Rafał Gikiewicz: Mamy coraz mniej czasu, by zacząć wygrywać
– Jeżeli każdy mecz rozpoczynamy od straty bramki, to nie jest fajne. Nawet dla tych młodych chłopaków, którzy są w szatni. Gdybyśmy wygrywali, to mieliby łatwiej debiutować. To my starsi musimy wziąć odpowiedzialność za wyniki – mówi przed meczem z Radomiakiem bramkarz Widzewa Łódź, Rafał Gikiewicz.
Ostatnie dni w Widzewie Łódź nie były spokojne. Pracę stracił trener Daniel Myśliwiec, a w klubie zrobiło się nerwowo po kolejnej porażce. Tym razem łodzianie przegrali w fatalnym stylu 0:4 z Pogonią Szczecin przed własną publicznością. – Te decyzje nie należą do nas. Po ludzku jest mi przykro, że trener Myśliwiec stracił pracę. Łatwiej jest wyrzucić jedną osobę niż kilkunastu zawodników z szatni. Ale to my prezentowaliśmy się fatalnie, więc ponosimy za to odpowiedzialność. Ja tak samo.
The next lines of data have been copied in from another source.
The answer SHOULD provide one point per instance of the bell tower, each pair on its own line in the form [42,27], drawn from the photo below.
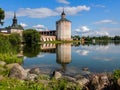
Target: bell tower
[14,20]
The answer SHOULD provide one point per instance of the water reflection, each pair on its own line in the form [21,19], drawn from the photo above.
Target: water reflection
[63,55]
[98,57]
[31,50]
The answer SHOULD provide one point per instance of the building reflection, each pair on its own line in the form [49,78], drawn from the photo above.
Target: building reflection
[48,48]
[62,51]
[63,55]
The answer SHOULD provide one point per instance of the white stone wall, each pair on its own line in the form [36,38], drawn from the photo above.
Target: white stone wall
[63,53]
[64,31]
[17,31]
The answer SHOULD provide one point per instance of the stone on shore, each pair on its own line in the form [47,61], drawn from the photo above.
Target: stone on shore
[35,71]
[10,66]
[31,77]
[82,81]
[118,81]
[2,63]
[57,74]
[1,77]
[17,71]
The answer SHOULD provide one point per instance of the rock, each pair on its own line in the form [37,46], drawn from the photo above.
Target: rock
[71,79]
[85,69]
[9,66]
[95,83]
[104,80]
[27,70]
[2,63]
[34,71]
[17,71]
[31,77]
[57,74]
[118,81]
[82,81]
[2,69]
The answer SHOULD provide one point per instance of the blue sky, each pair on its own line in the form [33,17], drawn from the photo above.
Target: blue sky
[89,17]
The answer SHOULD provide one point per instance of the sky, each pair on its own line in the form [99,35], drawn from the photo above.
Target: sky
[88,17]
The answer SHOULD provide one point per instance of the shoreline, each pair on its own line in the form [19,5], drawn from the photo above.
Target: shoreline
[92,81]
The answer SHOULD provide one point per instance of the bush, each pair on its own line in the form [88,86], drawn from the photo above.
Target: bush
[9,58]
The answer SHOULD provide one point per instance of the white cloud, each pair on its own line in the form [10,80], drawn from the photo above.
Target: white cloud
[106,21]
[82,52]
[111,31]
[103,58]
[23,24]
[46,12]
[39,27]
[40,55]
[83,29]
[98,6]
[63,1]
[73,10]
[96,33]
[33,13]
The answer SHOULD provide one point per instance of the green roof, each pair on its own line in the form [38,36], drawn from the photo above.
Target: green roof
[63,19]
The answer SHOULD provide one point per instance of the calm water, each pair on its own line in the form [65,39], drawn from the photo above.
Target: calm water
[71,59]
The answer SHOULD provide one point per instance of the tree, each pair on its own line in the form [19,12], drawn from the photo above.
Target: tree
[14,38]
[2,16]
[31,36]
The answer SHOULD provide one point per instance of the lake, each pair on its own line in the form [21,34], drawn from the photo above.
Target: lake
[72,58]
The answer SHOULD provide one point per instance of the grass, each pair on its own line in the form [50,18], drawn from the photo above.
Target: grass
[116,74]
[16,84]
[10,58]
[57,42]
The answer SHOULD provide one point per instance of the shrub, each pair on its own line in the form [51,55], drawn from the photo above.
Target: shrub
[116,74]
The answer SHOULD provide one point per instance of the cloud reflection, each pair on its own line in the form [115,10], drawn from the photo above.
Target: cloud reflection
[82,52]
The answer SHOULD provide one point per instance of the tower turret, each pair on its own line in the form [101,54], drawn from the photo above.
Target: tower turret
[63,15]
[63,28]
[14,20]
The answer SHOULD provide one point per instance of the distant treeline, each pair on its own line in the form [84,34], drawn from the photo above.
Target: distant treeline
[100,38]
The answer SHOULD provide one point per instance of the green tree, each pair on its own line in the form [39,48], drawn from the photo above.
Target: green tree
[14,38]
[31,36]
[2,16]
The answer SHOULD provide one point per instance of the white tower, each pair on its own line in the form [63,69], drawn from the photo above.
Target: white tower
[63,27]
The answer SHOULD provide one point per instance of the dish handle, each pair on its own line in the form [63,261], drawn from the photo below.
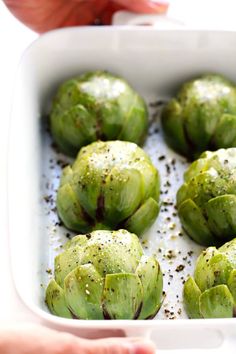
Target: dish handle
[189,339]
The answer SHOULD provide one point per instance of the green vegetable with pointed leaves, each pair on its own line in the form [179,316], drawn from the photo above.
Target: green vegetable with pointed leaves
[206,201]
[97,106]
[202,116]
[104,275]
[110,185]
[212,291]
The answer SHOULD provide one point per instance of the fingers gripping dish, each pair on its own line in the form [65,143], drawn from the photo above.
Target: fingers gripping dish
[212,291]
[104,275]
[206,201]
[110,185]
[202,116]
[97,106]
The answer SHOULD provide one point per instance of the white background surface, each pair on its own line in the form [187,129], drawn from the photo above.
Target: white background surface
[14,38]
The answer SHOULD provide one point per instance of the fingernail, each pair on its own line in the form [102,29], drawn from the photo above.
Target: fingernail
[141,347]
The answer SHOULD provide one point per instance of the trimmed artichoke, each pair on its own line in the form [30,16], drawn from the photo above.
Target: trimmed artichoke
[97,105]
[104,275]
[202,116]
[212,291]
[206,201]
[110,185]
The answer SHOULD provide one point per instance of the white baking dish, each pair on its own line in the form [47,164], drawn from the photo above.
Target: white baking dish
[155,63]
Wiem, że dla niego wiąże się to ze zmianami życiowymi. Najważniejszy jest jednak Widzew. Żaden piłkarz czy trener nie jest większy od klubu – mówił o zmianach w sztabie szkoleniowym Rafał Gikiewicz.
Bramkarz Widzewa mówił także o ostatniej dyspozycji zespołu. – Musimy wiedzieć, w jakiej sytuacji jesteśmy. Mamy coraz mniej czasu na to, żeby Widzew zaczął wygrywać, bo tylko w ten sposób zyskamy trochę spokoju – podkreślił. – Jeżeli każdy mecz rozpoczynamy od straty bramki, to nie jest fajne. Nawet dla tych młodych chłopaków, którzy są w szatni. Gdybyśmy wygrywali, to mieliby łatwiej debiutować. To my starsi musimy wziąć odpowiedzialność za wyniki – dodał.
Kolejny mecz łodzianie zagrają w Radomiu. W ostatniej kolejce Radomiak zaprezentował się z dobrej strony i pokonał Legię Warszawa. – Patrzymy na Radomiaka przez pryzmat całego sezonu, nie tylko ostatniego meczu, w którym wyglądał dobrze. Będziemy chcieli zniwelować walory rywala, a uwypuklić swoje – zakończył Rafał Gikiewicz.